Multivariate binary logistic regression analyses (Table 2) showed female sex was an independent predictor of worse SEC (OR: 2.681; CI: 1.709–4.204; p-value < 0.001). Female sex showed the same association with a worse performance in the 6MWT (standardized coefficient β = −0.128; p-value < 0.001) (Table S1, Figure 2).

3.5. The Role of Sex in Sensitivity Analyses

After excluding patients who were unable to walk and perform the 6MWT, joint models showed female sex was substantially associated with a lower capacity for exercise (standardized β: −0.188; p-value < 0.001) (Figure 2). Additionally, we incorporated fragility as an all-encompassing indicator of psycho-functional constraints (Figure S3), obtaining standardized β coefficients for the split model (β: −0.166; p-value < 0.001) and joint model (β: −0.158; p-value < 0.001).

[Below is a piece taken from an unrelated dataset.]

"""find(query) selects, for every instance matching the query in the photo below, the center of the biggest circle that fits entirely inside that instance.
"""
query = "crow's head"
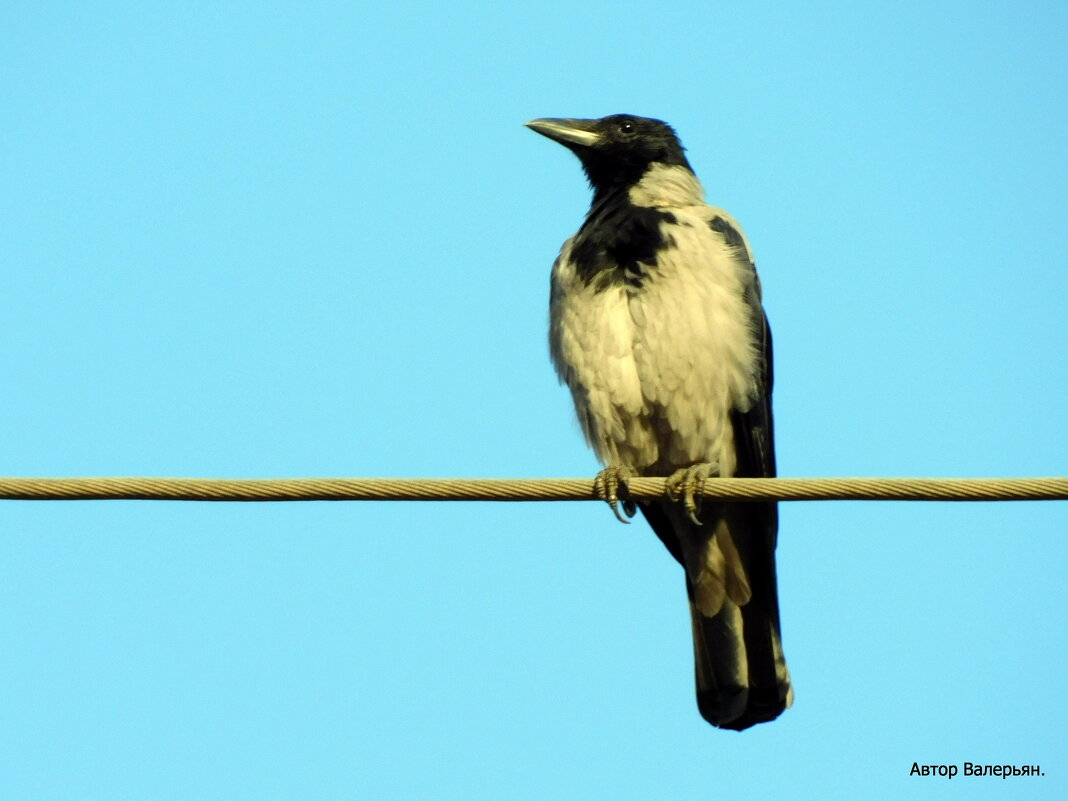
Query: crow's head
(615, 151)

Finally, we developed GLMs to assess whether the association between sex and submaximal exercise capacity varied according to psycho-functional status; we fitted adjusted GLMs with a single continuous dependent variable (6MWT distance) and interaction terms between sex and each psycho-functional variable (MMSE score, Barthel Index, Lawton and Brody scale, and GDS score) in Figure 3. These analyses showed a significant interaction between SEC and cognitive impairment (measured by the MMSE score), and dependency for ADLs and instrumental activities (measured by the scores in the Barthel index and Lawton and Brody test, respectively) (all p-values < 0.05). No significant interaction on the distance covered in the 6MWT was found between sex and the GDS score as a measure of affective status (p-value = 0.832).

4. Discussion

In this single-centre prospective cohort study in patients with HF, females demonstrated worse SEC. Significant determinants of SEC included clinical factors (age, NYHA class, heart rate, diabetes, and iron deficiency) and psychosocial factors (dependency for activities of daily living, cognitive impairment, and depressive symptoms). Female sex was an independent predictor of worse SEC in multivariable analyses. This research highlights how psychosocial factors modulate SEC, with an additive effect over clinical parameters. Notably, this is the first study showing significant differences in SEC between sexes measured by 6MWT. Thus, sex is proposed as the main predictor of functional capacity (Graphical Abstract).

Previous studies have proposed an association between sex and exercise capacity [19,20]. In contrast, other research [21,22] showed mixed results in the similarity of exercise capacity between sexes. These works were not conclusive mainly due to reduced sample size, an underrepresentation of females, the exclusive evaluation of patients with HFpEF (Heart Failure with Preserved Ejection Fraction), and the measurement of peak exercise capacity but not SEC. The specific interaction between sex and psychosocial or additional functional factors in SEC measured by 6MWT has never been explored.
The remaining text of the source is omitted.